Les espaces ruraux contemporains, des lieux d'utopie

Le premier d'entre eux est celui du devenir contemporain des espaces ruraux. Perçus il y a seulement quelques dizaines d'années sinon comme repoussants, du moins comme porteurs de contraintes pour les individus, certains d'entre eux apparaissent aujourd'hui pour ceux qui viennent les habiter comme des lieux de liberté. Le migrant, en gagnant la campagne, semble échapper à divers cadres sociaux (profession, âge et même culture d'origine) pour construire une trajectoire singulière. Dans les Bauges, il a assez facilement accès à un espace public local dans lequel il peut s'engager en tant qu'individu au sein d'actions touchant à la communauté. C'est ainsi qu'il est susceptible d'acquérir une reconnaissance, de « devenir quelqu'un » sur le territoire.

Cette indépendance et cette valorisation de l'individu sont sans doute les éléments qui lui permettent d'envisager des alternatives à ce qu'il rejette du mode de vie urbain. La vacuité réelle ou supposée des anciennes structures locales, l'éloignement des pouvoirs centraux font de certains territoires ruraux des lieux crédités d'une forte capacité d'innovation. Celle-ci s'exprime en termes de vie économique, avec des formes d'activités inventives souvent marquées par la pluriactivité et l'indépendance. La sociabilité est elle aussi renouvelée, avec la conjugaison de groupes d'appartenances assez homogènes, d'une interconnaissance générale liée à la localité et d'alliances nouées entre individus capables de transcender les divisions apparentes. La vie politique enfin n'est pas en reste, avec un engagement marqué d'une bonne partie des habitants dans la vie de la communauté et la tentative de créer des espaces de débats qui puissent accueillir la discussion à partir de la multiplicité des paroles singulières.

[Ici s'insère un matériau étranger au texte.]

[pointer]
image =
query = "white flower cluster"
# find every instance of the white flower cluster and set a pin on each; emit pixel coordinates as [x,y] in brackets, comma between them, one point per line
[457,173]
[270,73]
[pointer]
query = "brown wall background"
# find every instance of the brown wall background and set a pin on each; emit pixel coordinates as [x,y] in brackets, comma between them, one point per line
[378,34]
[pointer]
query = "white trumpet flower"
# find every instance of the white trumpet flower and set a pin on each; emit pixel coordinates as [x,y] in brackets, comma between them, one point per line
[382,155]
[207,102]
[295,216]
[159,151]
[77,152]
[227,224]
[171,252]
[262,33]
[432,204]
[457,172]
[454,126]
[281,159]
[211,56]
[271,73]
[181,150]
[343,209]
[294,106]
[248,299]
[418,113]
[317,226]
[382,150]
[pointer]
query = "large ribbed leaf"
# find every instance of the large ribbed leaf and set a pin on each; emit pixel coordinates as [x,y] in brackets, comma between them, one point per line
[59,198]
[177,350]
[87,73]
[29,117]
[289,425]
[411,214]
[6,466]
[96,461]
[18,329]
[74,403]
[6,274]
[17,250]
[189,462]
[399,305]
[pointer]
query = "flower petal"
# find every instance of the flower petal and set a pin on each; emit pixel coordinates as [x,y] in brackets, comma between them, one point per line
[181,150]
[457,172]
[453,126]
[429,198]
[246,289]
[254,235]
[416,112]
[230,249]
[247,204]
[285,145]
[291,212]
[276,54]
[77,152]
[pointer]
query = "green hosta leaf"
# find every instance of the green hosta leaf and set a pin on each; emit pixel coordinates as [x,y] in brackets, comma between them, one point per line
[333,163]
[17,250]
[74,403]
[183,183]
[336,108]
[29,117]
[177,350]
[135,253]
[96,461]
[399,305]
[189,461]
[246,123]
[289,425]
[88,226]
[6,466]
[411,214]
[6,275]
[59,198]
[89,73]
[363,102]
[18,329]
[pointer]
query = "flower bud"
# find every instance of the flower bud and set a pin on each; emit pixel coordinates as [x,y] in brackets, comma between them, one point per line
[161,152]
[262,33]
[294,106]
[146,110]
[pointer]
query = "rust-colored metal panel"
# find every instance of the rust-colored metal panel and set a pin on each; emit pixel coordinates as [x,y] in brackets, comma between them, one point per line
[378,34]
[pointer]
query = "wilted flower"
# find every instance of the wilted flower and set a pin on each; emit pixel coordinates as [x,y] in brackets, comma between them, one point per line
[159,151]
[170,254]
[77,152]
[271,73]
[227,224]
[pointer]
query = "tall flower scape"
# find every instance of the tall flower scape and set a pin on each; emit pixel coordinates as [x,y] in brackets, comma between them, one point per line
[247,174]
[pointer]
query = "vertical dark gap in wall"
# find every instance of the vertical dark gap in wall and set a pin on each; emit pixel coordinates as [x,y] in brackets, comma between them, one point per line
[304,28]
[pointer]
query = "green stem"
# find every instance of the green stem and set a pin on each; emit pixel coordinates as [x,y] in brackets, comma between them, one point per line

Pour les ruraux de souche, l'arrivée de populations extérieures souvent jeunes, même si elle n'est pas toujours bien vécue, est cependant le signe que leur obstination à tenir pendant les années de vide a finalement payé. Leurs récits rappellent que sans savoir ce qui allait advenir, ils ont cependant agi et ont orienté par leur choix le devenir des Bauges. Aujourd'hui, les habitants de toutes origines ont en commun de se considérer comme les moteurs des transformations qui affectent le territoire. Ils se vivent comme une force de proposition, une avant-garde qui expérimente de nouvelles formes de vivre ensemble et qui construit la société de demain. Leur insistance sur le fait que celle-ci sera différente, autre que celle que nous connaissons, me paraît justifier l'emploi du terme utopie pour désigner le type de regard qu'ils portent sur l'avenir.

Or, cette croyance en leur propre pouvoir de création a tendance à se heurter à la conception des espaces ruraux issue des années de déprise, qui fait de ceux-ci des espaces voués à la conservation des paysages et des vestiges d'une civilisation ancienne à destination des touristes et citadins. Face à une lecture de l'histoire de ces espaces qui met en avant le rôle de la perception urbaine des campagnes dans le retournement de situation de ces dernières années, les habitants (parmi lesquels d'anciens urbains) opposent une autre version de celle-ci dans laquelle c'est d'abord en elles-mêmes que les populations des espaces ruraux ont trouvé les ressources pour affronter l'adversité.